We already knew what Ryan really felt about Trump. During the campaign, he accused Trump of saying things that are “the textbook definition of racism.” He abandoned Trump after the “Access Hollywood” tape came out a month before the election, urging his colleagues in Congress to do the same.
But it’s still unusual to hear Ryan admonish Trump in public, especially in such frank language. (Trump “didn’t know anything about government,” Ryan says in the book.) And it raises the question: What does Ryan get out of being honest now?
A tweetstorm from Trump is what he got — allowing Trump to throw mud on Ryan without Ryan really having a platform anymore to fight back.
Trump continued to hammer Ryan in front of reporters Friday.
Save Ryan’s former 2012 presidential running mate, Mitt Romney, no one in Congress is taking the opportunity to echo Ryan. Which underscores: If Ryan wanted to fight back against the Trumpification of the Republican Party, he’s a little late. He abruptly retired from the speakership and Congress in 2018 and has been out of the spotlight since.
During his leadership, he turned off never-Trumpers who were hoping Ryan might be a voice of conscience within the Republican Party. Instead, Ryan tried to make peace with Trump while, he says in the book, steering him from making bad decisions. Ryan got a tax bill out of it and an Obamacare repeal bill passed through the House (even though it never made it through the Senate). “Don’t expect Ryan to be the GOP’s next anti-Trumper,” I wrote as he retired. I was largely right — until, for some reason, now.

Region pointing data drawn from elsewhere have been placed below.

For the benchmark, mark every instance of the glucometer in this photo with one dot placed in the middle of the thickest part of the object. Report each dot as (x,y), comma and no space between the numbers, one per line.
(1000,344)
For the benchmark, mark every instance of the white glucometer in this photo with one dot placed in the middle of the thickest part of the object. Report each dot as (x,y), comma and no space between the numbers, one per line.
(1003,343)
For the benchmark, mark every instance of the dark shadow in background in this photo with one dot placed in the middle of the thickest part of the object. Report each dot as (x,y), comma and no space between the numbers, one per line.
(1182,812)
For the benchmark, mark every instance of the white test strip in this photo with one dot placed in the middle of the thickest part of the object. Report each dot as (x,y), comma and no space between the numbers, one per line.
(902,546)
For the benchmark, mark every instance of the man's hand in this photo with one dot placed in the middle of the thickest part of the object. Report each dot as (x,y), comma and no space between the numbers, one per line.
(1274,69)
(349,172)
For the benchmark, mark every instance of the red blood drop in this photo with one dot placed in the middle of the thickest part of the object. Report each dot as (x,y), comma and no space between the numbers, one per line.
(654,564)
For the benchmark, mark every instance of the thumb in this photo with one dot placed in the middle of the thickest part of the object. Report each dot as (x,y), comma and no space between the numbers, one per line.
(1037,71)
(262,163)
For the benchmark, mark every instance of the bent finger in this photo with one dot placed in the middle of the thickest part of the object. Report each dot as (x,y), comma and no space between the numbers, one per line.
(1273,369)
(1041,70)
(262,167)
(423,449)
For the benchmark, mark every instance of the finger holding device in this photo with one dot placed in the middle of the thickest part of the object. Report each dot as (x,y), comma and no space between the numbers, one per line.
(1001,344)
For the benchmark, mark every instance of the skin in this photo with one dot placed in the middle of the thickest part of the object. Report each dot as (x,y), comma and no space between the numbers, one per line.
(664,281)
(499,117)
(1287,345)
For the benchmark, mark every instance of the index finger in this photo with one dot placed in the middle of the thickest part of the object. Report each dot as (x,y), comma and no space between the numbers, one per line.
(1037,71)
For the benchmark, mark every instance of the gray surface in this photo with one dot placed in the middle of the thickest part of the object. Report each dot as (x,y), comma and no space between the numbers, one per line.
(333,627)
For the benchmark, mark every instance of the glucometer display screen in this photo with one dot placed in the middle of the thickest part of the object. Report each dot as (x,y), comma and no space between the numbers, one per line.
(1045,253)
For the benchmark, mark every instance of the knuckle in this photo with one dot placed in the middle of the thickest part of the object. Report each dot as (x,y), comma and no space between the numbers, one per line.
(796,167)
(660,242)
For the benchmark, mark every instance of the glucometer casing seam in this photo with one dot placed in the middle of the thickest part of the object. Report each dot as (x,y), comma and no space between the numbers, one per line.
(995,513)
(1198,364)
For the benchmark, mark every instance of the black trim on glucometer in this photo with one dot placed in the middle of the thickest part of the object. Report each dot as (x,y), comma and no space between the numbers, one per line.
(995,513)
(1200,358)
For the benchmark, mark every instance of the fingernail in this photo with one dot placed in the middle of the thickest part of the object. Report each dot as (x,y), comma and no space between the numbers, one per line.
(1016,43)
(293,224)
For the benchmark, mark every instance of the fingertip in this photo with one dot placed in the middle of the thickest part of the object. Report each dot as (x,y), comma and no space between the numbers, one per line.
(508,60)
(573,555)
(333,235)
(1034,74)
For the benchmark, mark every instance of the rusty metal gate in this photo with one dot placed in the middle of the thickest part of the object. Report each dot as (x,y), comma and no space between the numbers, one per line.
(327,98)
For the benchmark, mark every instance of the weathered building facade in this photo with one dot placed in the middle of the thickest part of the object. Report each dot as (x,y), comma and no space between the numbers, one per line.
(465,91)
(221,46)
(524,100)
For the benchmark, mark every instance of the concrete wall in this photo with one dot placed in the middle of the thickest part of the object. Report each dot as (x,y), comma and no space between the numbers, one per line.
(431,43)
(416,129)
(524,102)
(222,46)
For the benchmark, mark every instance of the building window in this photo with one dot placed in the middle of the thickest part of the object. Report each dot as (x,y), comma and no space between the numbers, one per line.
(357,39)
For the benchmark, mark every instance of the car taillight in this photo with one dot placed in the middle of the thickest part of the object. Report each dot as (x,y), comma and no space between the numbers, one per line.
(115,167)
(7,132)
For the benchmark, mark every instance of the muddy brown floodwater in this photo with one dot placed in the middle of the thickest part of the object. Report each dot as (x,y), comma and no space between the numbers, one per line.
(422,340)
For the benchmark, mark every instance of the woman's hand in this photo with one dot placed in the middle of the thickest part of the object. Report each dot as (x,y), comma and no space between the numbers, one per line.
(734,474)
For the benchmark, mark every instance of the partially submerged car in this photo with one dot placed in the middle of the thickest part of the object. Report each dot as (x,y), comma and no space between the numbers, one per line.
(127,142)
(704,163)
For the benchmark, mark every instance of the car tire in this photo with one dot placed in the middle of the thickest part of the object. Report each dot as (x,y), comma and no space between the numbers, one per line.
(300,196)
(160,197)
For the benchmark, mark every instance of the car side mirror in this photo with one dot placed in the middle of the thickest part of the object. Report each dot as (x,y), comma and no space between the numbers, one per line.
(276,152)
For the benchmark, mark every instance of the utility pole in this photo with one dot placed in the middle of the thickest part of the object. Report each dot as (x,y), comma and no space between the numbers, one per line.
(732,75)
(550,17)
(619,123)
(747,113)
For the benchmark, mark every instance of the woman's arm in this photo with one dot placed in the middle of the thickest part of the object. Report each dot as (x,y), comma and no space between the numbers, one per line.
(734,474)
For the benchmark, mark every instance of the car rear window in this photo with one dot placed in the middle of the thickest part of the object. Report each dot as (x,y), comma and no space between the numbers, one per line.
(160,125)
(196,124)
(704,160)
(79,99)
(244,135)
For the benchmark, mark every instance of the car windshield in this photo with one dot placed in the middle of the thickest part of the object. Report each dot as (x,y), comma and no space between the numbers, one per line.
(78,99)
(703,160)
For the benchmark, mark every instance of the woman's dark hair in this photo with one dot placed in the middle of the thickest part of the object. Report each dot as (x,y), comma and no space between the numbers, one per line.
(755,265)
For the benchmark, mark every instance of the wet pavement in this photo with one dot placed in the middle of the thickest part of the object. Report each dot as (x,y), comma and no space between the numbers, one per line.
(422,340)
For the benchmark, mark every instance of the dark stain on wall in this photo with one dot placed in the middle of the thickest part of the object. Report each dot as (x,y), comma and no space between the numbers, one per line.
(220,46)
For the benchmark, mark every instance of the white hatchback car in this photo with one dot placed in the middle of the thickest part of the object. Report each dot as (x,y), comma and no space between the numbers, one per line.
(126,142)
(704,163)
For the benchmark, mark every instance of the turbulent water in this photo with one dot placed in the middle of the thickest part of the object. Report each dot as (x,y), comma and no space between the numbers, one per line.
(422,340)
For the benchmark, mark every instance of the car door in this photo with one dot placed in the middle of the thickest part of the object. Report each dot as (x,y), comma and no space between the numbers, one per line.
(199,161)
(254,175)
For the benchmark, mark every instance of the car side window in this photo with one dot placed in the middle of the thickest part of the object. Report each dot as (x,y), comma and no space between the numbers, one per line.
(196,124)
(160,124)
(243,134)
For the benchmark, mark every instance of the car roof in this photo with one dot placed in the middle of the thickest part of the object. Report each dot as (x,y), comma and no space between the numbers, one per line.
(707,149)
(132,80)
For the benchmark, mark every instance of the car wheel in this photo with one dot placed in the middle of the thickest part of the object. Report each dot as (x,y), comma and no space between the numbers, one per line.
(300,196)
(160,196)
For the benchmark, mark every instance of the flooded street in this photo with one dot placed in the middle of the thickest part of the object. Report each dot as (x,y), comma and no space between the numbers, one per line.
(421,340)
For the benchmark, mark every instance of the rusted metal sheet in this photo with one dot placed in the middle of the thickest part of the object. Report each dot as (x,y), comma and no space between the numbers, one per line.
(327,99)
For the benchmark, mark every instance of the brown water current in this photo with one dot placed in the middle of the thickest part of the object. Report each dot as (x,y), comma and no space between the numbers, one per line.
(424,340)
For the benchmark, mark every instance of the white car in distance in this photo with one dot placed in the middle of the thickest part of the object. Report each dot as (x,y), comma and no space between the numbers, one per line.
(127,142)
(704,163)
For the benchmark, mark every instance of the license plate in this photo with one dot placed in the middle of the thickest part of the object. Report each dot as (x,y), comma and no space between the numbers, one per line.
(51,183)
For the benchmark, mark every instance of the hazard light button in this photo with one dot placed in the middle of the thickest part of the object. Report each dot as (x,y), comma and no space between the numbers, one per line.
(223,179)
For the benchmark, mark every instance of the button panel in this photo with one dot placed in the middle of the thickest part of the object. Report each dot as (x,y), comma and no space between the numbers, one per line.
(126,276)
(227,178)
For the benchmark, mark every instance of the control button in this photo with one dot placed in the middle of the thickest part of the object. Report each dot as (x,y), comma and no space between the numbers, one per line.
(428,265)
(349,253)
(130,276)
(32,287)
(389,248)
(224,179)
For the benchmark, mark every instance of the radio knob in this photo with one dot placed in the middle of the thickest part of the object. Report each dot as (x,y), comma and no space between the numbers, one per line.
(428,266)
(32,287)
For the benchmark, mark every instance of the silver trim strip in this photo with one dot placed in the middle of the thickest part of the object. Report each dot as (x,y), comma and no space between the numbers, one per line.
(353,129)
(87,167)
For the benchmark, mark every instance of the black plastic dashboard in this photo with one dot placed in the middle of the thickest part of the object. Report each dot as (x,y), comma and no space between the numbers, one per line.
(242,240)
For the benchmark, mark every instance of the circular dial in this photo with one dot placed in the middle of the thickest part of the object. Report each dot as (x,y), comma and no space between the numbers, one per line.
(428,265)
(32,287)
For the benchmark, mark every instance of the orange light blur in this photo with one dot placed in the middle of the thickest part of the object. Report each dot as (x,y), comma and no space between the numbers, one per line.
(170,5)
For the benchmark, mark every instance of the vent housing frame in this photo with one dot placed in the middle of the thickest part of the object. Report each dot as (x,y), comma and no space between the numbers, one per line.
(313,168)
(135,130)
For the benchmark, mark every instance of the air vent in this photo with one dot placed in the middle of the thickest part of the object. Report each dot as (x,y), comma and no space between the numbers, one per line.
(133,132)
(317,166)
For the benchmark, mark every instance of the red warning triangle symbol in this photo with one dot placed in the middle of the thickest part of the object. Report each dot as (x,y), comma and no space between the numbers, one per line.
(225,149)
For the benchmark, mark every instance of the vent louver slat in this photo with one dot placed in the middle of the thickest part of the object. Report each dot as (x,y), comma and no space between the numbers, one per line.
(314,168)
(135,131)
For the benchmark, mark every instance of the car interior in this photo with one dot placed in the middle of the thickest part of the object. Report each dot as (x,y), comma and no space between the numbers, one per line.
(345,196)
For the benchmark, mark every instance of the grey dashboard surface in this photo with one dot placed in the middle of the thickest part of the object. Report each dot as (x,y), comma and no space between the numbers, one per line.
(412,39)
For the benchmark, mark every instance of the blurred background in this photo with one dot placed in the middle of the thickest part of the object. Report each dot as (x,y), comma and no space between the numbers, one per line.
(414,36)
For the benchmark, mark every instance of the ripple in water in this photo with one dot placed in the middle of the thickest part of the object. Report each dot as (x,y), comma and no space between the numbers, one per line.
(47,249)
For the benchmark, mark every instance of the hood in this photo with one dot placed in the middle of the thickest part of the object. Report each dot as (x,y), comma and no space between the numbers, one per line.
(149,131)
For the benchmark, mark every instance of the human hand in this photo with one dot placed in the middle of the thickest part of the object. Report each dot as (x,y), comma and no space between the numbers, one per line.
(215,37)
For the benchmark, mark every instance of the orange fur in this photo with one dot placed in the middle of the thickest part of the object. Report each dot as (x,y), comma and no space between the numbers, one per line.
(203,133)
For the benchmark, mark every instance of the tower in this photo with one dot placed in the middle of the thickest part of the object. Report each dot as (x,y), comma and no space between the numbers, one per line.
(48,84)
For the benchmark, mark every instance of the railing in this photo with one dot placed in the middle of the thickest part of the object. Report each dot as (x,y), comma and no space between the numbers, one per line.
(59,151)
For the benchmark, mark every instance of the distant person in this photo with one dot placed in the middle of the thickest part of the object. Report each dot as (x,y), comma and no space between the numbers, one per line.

Ryan must have known the reaction his comments would elicit from Trump. Ryan had a front-row seat to how Trump went after and assured the destruction of any Republican who tried to speak out against him. A sitting congressman, Mark Sanford, lost his job in large part for being anti-Trump. Others very nearly lost their primaries. Still others retired first, then spoke out against Trump. Trump still occasionally takes shots at the late senator John McCain, who regularly criticized Trump’s foreign policy.
Ryan would try to split the difference between pro-Trumpers and the never-Trumpers in the Republican Party by saying he disagreed with things Trump said or did.
Now, though, he’s openly chatting about how he disliked Trump as a leader, as a person. In the process, he’s turning off the Trumpers, who at least let him leave Congress on amiable terms.
The Republicans still in Congress have adapted to survive. Senate Majority Leader Mitch McConnell, facing reelection next year in pro-Trump Kentucky, is embracing Trump in ways he might not have a few years back. Same with Trump-critic-turned-Trump-cheerleader Sen. Lindsey O. Graham, who is on the ballot in 2020 in South Carolina. There is no room for any daylight between Trump and Republicans in Congress anymore, and these two senators epitomize that.
Ryan did the same as speaker, but he ultimately chose to leave rather than keep playing what must be an exhausting game. After a year out of the spotlight, he’s putting himself on record saying that Republicans have been doing it wrong.
Which suggests that while he was in power, he was doing it wrong, too. So why speak out now?